Урку-емец задумался, и стало ему печально, ведь задумался он о том, что у этого молодого офицера есть двое детей, а у него, уже седого, но еще полного сил мужчины, ни одного.
Добрынин тем временем уже окончательно проснулся и еще не совсем захмелел, и поэтому мыслил серьезно, несмотря на крепость спирта.
— А у вас в части радиостанция есть? — спросил он офицера.
— Конечно, — ответил тот.
— И с Москвой связаться можно?
— Можно. Только надо разрешение майора Андросова.
— Раз война кончилась, мне надо в Кремль радиограмму послать, чтобы меня в Москву отозвали…
— Это нетрудно, — офицер махнул рукой. — Вот посидим еще немного и поедем вместе в часть, там все сделают.
Выпили по третьей.
— Я, когда домой вернусь, — заговорил солдат, — первым делом на работу устроюсь, в автопарк…
Ваплахов глянул на Солдаткина с некоторым осуждением.
— Первым делом жениться надо, — сказал он, однако не намереваясь вступать по этому поводу в горячий спор.
— Нет, — не согласился солдат. — Первым делом надо в автопарк устроиться. Я так люблю запах бензина, масла машинного…
И солдат поднес к лицу и понюхал собственную руку. На лице у него было выражение настоящего счастья.
Офицер посмотрел на подчиненного снисходительно.
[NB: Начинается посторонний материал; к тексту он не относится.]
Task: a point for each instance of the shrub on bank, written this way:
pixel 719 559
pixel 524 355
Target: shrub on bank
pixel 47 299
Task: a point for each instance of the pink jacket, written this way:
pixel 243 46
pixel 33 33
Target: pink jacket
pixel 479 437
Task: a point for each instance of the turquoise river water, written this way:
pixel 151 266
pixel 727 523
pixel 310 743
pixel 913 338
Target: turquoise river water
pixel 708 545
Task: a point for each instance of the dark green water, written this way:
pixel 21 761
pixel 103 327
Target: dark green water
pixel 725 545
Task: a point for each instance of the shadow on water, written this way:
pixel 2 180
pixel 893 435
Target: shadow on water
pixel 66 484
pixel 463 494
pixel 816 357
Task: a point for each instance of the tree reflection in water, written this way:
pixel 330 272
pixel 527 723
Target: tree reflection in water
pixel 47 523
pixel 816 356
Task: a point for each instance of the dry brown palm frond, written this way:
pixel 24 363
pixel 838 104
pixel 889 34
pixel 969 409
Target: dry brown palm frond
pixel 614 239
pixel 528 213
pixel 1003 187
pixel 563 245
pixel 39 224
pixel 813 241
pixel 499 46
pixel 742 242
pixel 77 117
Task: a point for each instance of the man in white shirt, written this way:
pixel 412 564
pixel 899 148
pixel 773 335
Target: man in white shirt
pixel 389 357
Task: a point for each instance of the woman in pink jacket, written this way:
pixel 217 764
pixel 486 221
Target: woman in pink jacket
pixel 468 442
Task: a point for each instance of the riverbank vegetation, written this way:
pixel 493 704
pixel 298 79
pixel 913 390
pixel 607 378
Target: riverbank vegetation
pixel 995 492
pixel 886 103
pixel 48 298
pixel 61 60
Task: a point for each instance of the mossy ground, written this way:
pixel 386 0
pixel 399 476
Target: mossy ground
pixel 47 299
— Подрастет — поумнеет, — сказал он и разлил по кружкам остатки спирта.
— Ну, на коня, и поедем!
Вскоре они уже ехали в «газике» по ночным безлюдным улицам. За рулем сидел младший лейтенант. Рядом с ним — Добрынин. Солдат-шофер спал на заднем сиденье, бормоча что-то сквозь сон.
Ваплахов остался в домике. Военных он любил, но в эту ночь захотелось ему побыть одному, посидеть за столом перед горящей свечой, как это делал народный контролер, подумать.
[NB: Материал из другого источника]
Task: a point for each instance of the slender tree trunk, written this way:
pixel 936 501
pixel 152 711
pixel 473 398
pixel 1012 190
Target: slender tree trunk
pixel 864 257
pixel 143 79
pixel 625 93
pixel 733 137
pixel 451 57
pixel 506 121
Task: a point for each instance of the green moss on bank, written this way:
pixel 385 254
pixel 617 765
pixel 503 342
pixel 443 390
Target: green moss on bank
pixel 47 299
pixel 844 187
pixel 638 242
Часть находилась в пяти километрах от городка.
Майор Андросов, оказалось, знал о существовании Добрынина, как знал он о каждом гражданском мужчине, находившемся в момент войны на подконтрольной ему территории тыла. С интересом прочитал он мандат народного контролера, потом попросил написать текст радиозапроса в Москву. А когда текст был готов, майор самолично отнес его радисту и, вернувшись, предложил Добрынину отдохнуть, дожидаясь ответа. Однако спать народному контролеру не хотелось. Тогда майор предложил ему посидеть в их библиотеке, почитать что-нибудь.
Добрынин охотно согласился.
На полках он обнаружил книги только двух видов: военно-политическая литература и стихи. Настроение было приподнято-пьяным, и руки сами потянулись к сборникам стихотворений. Просматривая эти тонкие, зачитанные до дыр книжицы, Добрынин иногда останавливался и читал вслух одно или два стихотворения. Потом ставил сборник на место и доставал следующий. Так в руках у него показалась книжечка, имя автора которой сразу насторожило память: «Бемьян Дебный. Как 14-я дивизия в рай шла».
Где-то Добрынин слышал это имя, но где? «Коммунист хороший, но человек очень плохой…» — донесся откуда-то из глубин добрынинской памяти знакомый голос.
А Дмитрий Ваплахов сидел перед оплывающей желтым воском свечой, смотрел на огонек и бормотал на своем родном урку-емецком языке:
Бар кан тар Уйкымун юсут, Сарбын таг Ус импан атын…
Вдруг что-то ударилось в окно, и стекло задребезжало так громко, что перепуганный Ваплахов задул свечу и присел на корточки, затаив дыхание.
На лбу выступил холодный пот. Он вспомнил, как в самолете, когда летели они из Москвы, просил его Добрынин больше никогда, даже самому с собой, не разговаривать на своем языке, чтобы больше ни у кого не возникло сомнения в том, что он, Дмитрий, русский. Неужели он забыл об этом предупреждении? Или мало ему было седины, в одну кремлевскую ночь состарившей его на тридцать лет?
Нет, думал Ваплахов, все я помню… Это ночная тишина, победа и мысли о Тане Селивановой, вот из-за чего проявил я опаснейшую оплошность. Снова прислушался, но было тихо. На корточках прокравшись по коридору к двери, Дмитрий приложил ухо к дереву, но ничего не услышал. Тихо, придерживая пальцами, снял дверной крючок и чуть подтолкнул дверь правым плечом. Дверь приоткрылась.